As I noted last week, with Russia backing them up, Iran has outmaneuvered the administration at the United Nations on the issue of its violations. Other developments are just as discouraging. The International Atomic Energy Agency is also signaling that it will back down on reporting about possible military dimensions of the nuclear program and a veritable gold rush is going on in Tehran as European and even some American companies rush to do business in Iran. That means the stage is now set not only for the Islamist regime to get a lot richer, but to be able to proceed on both the nuclear and ballistic missile fronts without any real fear that the West will lift a finger about anything they do.
It is true that the administration slapped some minimal sanctions on individuals that helped procure materials used in the missile build up. But that was a slap on the wrist that impressed no one in Tehran. In response, Senate Republicans have now proposed ramped up sanctions about the missiles. The new effort would target sections of the Iranian economy connected to the missile work rather than just a few individuals. The bill would aim at punishing the infrastructure set up by the Iranians to facilitate their missile program rather than just the network involved in procurement that can be easily replaced to evade the previous sanctions.

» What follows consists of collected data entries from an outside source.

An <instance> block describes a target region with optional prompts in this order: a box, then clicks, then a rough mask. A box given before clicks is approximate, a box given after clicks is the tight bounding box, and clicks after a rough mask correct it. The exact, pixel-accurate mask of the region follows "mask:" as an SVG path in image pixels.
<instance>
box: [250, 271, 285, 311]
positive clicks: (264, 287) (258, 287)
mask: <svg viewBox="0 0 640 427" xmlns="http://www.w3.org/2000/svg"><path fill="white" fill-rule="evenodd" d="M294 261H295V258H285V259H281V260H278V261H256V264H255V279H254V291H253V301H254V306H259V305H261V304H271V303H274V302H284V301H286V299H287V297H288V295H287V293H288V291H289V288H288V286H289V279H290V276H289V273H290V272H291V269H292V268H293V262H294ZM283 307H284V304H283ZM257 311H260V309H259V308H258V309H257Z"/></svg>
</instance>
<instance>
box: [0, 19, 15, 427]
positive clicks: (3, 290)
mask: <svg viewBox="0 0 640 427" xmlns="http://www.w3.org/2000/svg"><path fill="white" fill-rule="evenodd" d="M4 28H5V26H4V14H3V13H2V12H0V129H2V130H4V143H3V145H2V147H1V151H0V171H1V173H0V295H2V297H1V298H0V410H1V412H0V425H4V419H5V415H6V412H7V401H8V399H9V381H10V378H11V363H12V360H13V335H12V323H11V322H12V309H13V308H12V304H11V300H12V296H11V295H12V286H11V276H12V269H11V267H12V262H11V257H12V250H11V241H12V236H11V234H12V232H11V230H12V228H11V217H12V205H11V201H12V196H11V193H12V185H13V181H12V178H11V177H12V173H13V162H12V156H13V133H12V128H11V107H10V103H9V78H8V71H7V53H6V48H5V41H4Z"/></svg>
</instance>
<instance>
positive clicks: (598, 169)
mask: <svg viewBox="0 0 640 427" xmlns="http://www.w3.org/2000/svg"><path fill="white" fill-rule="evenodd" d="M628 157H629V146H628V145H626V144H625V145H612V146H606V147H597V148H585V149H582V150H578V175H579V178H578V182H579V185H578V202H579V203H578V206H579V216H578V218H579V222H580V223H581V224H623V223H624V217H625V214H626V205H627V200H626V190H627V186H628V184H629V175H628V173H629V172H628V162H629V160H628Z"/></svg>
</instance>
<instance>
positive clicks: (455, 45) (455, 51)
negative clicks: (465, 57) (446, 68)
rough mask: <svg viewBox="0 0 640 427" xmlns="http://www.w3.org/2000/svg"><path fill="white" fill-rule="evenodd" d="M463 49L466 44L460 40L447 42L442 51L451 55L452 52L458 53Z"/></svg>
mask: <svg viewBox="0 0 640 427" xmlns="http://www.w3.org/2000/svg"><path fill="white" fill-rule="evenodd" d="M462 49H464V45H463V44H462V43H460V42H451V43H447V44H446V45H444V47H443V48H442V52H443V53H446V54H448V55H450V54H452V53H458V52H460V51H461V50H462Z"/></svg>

Enacting these sanctions wouldn’t invalidate the nuclear deal but it would annoy the regime, something that the Obama administration seems unwilling to do. But perhaps the real test here is not so much of the Iranians as it is of the many Democratic members of the House and the Senate that pledged last year that the nuclear deal would not be the end of the effort to restrain Iran’s quest for regional autonomy or to destroy Israel.
One of the key talking points from the administration last year as it sought to ram the deal down the throats of an unwilling Congress and American people was that it was the Republican opponents of the pact that were politicizing the issue. But the truth was just the opposite. Prior to 2015, there had been an impressive bipartisan consensus in Congress on Iran that was for imposing the kind of tough sanctions on the regime that would bring a complete halt to its oil sales and other economic activity. The sanctions effort was led as much by Democrats such as New Jersey Senator Robert Menendez as it was by the GOP. But once the president and his allies swung into action and treated any effort to increase sanctions or to oppose the deal as a litmus test of loyalty to the administration that consensus evaporated.
The dustup over the invitation of former House Speaker John Boehner to Prime Minister Netanyahu to address Congress was foolish precisely because it allowed the White House to brand the speech as an affront to the president and a plot by the Israelis to help the GOP fight the administration. Most of all it served to distract the country from what the Democrats were doing on the issue as their caucus was split on Iran. Yet in the ensuing months as formerly tough on Iran Democrats were peeled away by the president, they continued to pledge that they would never let the Iranians get away with violations.
Those promises were largely empty as they helped the president prevent Congress from voting to approve the deal. But now that the dust has settled on that battle, the missile tests provide an opportunity for Democrats to make good on their promises.
Earlier today, Hillary Clinton sounded a slightly more bellicose note toward Iran in her AIPAC address that seemed to be a clear departure from the détente-oriented policies of Obama and her successor John Kerry. That ought to give Senate Democrats an excuse to join in with the Republicans and pass a sanctions bill with some real teeth.
But due to politics, that may not happen. The principle co-sponsors of the sanctions bill are Kelly Ayotte and Mark Kirk, two GOP senators that are up for re-election in competitive races. No one in the Democratic minority that would like to be a majority wants to give either one of them or any Republican any credit on the issue. The Democrats will not only fail to support the legislation, the odds are, they’d filibuster it just like they did the bill to spike the Iran deal.
But if they don’t like Ayotte and Kirk’s bill, they should propose their own that would be just as tough. In the past, Menendez took the lead in making this a bipartisan issue, but he’s been effectively neutered since corruption charges were filed against him last year. Perhaps then this is the chance for Senator Chuck Schumer, the man who hopes to be majority leader next year, to start acting like he really is the shomer — Hebrew for guardian — of Israel in the Senate. Let him do as Menendez would have done and begin the process of rebuilding a coalition on Iran that stretches across the political aisle.
If he fails to do so, then we will know, as many suspected, that the Democrats’ promise to be tough on Iran even after the deal was completed, was just talk.